President Trump on Monday ordered the declassification of a trove of records relating to the early days of the Russia investigation, including text messages from former FBI Director James Comey and the surveillance application that permitted the bureau to monitor ex-Trump campaign aide Carter Page.

The extraordinary move, which the President said he ordered for “reasons of transparency,” comes in response to repeated calls for declassification from his congressional allies who claim, with scant evidence, that the investigation into Russian interference in the 2016 election was plagued by an anti-Trump bias.

In addition to the Page FISA warrant, Trump ordered the Director of National Intelligence to release, without any redaction, text messages relating to the Russia probe from Comey, ex-FBI Deputy Director Andrew McCabe, ex-FBI officials Peter Strzok and Lisa Page and senior Justice Department official Bruce Ohr.

The move, which comes in the wake of a guilty plea from Trump’s former campaign chairman Paul Manafort, is likely to inflame the President’s already strained relationship with his own U.S. intelligence community, as special counsel Robert Mueller continues to investigate the campaign for possible collusion with Moscow.

Mueller’s investigation has already resulted in 35 indictments against Trump associates and Russians, including guilty pleas from Manafort, his former national security adviser Michael Flynn and ex-campaign advisers Rick Gates and George Papadopoulos.

The President has repeatedly attacked the members of his intelligence community he targeted with Monday’s order, claiming they and Mueller are perpetuating a baseless “witch hunt.”

Right-wing outlets and Trump allies in Congress have zeroed in on text messages exchanged between Strzok and Page as evidence of a sweeping anti-Trump bias within the ranks of the FBI and the intelligence community at large.

However, a report from the Justice Department’s inspector general put those suspicions to bed, concluding there is no evidence suggesting the exchanges between Strzok and Page resulted in any concrete investigative decisions.

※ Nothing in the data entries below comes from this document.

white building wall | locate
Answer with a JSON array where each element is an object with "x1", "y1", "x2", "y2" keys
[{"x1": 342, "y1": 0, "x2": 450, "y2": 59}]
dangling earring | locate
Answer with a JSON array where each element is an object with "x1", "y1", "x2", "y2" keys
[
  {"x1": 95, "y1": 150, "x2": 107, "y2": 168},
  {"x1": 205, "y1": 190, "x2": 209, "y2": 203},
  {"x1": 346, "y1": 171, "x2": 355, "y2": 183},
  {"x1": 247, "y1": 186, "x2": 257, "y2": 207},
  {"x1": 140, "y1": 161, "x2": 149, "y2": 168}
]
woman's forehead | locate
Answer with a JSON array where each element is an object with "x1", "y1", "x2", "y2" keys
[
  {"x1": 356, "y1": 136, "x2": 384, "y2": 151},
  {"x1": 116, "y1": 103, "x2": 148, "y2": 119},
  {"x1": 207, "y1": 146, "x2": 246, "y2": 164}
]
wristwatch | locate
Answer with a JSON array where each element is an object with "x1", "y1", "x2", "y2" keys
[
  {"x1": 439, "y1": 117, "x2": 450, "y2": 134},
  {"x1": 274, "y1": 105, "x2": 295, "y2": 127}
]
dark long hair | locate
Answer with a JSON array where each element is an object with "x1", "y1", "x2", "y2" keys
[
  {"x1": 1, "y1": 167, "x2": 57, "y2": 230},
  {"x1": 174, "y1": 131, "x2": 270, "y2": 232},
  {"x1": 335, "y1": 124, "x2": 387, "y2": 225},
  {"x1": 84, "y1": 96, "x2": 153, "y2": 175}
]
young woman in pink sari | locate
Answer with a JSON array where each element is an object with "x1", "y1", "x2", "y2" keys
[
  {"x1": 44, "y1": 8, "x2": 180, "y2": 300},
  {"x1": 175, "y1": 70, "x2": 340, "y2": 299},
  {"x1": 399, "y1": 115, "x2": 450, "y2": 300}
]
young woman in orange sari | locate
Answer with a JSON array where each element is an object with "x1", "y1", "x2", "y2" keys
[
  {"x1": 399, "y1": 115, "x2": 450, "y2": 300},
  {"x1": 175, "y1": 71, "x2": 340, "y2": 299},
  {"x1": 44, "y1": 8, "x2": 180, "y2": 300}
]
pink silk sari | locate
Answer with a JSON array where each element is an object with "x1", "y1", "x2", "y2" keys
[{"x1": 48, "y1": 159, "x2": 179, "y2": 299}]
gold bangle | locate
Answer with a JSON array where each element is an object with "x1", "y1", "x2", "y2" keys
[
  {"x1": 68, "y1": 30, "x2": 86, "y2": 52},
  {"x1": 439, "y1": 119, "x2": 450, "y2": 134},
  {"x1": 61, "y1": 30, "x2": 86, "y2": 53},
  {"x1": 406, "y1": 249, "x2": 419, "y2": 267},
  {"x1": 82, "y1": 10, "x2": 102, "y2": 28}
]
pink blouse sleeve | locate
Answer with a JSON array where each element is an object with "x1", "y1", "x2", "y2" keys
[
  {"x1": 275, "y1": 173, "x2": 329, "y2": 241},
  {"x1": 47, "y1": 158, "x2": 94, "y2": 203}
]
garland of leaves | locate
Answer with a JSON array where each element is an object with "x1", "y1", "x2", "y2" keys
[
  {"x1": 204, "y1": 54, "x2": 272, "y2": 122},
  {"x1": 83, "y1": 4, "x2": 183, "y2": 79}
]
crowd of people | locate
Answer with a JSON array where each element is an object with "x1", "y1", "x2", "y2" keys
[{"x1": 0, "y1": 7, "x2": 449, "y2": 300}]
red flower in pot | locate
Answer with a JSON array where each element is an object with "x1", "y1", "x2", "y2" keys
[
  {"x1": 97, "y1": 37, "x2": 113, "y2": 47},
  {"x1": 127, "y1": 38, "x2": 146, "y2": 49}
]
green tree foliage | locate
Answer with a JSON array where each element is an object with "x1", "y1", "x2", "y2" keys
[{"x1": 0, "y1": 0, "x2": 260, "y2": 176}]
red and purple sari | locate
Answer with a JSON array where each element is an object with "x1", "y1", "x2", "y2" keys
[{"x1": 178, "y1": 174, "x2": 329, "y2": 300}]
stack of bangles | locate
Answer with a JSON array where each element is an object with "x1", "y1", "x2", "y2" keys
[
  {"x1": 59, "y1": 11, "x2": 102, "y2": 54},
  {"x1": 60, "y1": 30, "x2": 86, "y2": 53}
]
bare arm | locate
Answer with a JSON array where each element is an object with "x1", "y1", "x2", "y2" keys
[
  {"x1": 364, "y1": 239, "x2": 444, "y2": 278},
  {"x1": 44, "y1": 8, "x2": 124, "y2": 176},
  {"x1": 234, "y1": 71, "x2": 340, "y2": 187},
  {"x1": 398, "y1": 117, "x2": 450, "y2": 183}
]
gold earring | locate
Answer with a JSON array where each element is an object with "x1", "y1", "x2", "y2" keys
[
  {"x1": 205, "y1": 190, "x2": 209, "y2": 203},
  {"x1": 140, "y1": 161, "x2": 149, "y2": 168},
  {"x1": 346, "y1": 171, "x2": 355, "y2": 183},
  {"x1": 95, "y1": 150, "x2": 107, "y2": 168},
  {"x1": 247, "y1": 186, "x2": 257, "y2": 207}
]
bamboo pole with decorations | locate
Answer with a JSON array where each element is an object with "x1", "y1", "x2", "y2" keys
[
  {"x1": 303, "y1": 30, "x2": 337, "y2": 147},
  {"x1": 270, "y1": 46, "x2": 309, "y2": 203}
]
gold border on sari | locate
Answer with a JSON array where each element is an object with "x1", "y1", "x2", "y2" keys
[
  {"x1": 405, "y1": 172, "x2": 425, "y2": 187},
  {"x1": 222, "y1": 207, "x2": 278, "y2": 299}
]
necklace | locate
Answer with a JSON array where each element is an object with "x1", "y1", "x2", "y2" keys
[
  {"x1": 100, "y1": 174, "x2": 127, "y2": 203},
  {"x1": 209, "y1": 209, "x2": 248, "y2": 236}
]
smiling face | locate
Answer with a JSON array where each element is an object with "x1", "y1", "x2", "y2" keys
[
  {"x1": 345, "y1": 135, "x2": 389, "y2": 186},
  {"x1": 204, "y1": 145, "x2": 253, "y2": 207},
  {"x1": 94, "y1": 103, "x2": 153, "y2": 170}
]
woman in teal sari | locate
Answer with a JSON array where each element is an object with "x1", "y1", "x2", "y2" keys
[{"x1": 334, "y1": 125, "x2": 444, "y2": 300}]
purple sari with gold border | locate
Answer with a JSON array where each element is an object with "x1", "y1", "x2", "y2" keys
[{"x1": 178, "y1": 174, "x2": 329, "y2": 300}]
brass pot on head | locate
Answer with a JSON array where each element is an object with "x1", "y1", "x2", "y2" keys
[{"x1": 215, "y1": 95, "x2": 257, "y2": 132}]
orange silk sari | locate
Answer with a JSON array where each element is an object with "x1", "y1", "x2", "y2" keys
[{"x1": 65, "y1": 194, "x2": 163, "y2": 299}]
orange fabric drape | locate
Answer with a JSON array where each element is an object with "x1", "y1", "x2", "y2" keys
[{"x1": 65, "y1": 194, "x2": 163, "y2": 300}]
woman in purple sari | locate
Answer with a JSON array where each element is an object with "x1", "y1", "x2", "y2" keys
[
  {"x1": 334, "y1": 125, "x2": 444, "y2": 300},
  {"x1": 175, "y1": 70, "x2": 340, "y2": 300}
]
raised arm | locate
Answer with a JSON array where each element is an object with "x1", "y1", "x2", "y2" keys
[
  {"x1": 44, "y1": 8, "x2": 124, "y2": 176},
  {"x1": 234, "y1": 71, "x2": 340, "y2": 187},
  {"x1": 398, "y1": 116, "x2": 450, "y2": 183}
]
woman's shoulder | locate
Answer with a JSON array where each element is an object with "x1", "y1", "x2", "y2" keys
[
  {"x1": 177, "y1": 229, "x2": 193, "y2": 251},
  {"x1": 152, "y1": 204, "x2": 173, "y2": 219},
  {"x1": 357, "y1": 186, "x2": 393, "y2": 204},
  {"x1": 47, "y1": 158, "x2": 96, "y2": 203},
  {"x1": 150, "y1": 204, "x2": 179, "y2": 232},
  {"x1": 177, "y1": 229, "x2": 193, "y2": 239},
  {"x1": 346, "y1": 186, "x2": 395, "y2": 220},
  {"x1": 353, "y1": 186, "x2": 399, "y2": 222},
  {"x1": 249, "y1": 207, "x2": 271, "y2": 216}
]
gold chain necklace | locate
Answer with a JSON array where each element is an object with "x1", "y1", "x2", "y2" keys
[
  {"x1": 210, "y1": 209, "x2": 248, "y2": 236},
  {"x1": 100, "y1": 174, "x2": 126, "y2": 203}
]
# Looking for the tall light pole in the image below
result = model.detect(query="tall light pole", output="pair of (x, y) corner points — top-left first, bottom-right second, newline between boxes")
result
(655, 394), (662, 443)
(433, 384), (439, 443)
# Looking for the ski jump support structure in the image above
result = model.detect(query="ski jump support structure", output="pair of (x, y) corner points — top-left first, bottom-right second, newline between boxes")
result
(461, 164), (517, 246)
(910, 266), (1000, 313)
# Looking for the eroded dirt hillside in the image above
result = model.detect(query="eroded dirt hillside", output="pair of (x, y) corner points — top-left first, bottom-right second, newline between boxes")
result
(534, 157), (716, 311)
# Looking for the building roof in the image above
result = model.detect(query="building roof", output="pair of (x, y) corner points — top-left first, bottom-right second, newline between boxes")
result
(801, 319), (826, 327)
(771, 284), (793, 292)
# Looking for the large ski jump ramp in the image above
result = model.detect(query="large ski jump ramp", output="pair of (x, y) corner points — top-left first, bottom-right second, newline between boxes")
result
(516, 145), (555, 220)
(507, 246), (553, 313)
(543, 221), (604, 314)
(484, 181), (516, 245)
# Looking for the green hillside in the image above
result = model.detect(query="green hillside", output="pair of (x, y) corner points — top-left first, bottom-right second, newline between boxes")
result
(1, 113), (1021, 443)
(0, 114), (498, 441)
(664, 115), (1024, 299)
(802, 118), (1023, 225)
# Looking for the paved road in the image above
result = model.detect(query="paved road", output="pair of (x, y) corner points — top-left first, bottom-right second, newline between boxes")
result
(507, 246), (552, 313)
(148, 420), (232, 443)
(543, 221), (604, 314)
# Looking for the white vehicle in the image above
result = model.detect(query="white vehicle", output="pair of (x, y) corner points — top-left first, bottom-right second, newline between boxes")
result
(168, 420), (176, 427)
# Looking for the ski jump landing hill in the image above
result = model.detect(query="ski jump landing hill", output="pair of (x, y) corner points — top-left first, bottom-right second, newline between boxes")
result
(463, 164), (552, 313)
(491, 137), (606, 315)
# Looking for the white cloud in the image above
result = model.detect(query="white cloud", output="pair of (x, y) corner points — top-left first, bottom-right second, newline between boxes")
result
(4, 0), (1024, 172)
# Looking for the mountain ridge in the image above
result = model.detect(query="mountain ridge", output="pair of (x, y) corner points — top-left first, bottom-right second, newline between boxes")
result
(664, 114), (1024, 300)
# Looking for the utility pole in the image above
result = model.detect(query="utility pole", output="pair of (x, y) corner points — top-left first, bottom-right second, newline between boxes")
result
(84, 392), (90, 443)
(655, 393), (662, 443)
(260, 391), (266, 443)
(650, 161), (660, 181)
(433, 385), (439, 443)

Ohr, a longtime Justice Department investigator, has recently faced Trump’s ire over his ties to Fusion GPS, the firm that funded the dossier compiled by former British spy Christopher Steele. The dossier, which has not been verified by U.S. intelligence, alleges the Russian government has compromising information about Trump, including video tapes of his directing prostitutes to perform a lewd sex act in a Moscow hotel suite.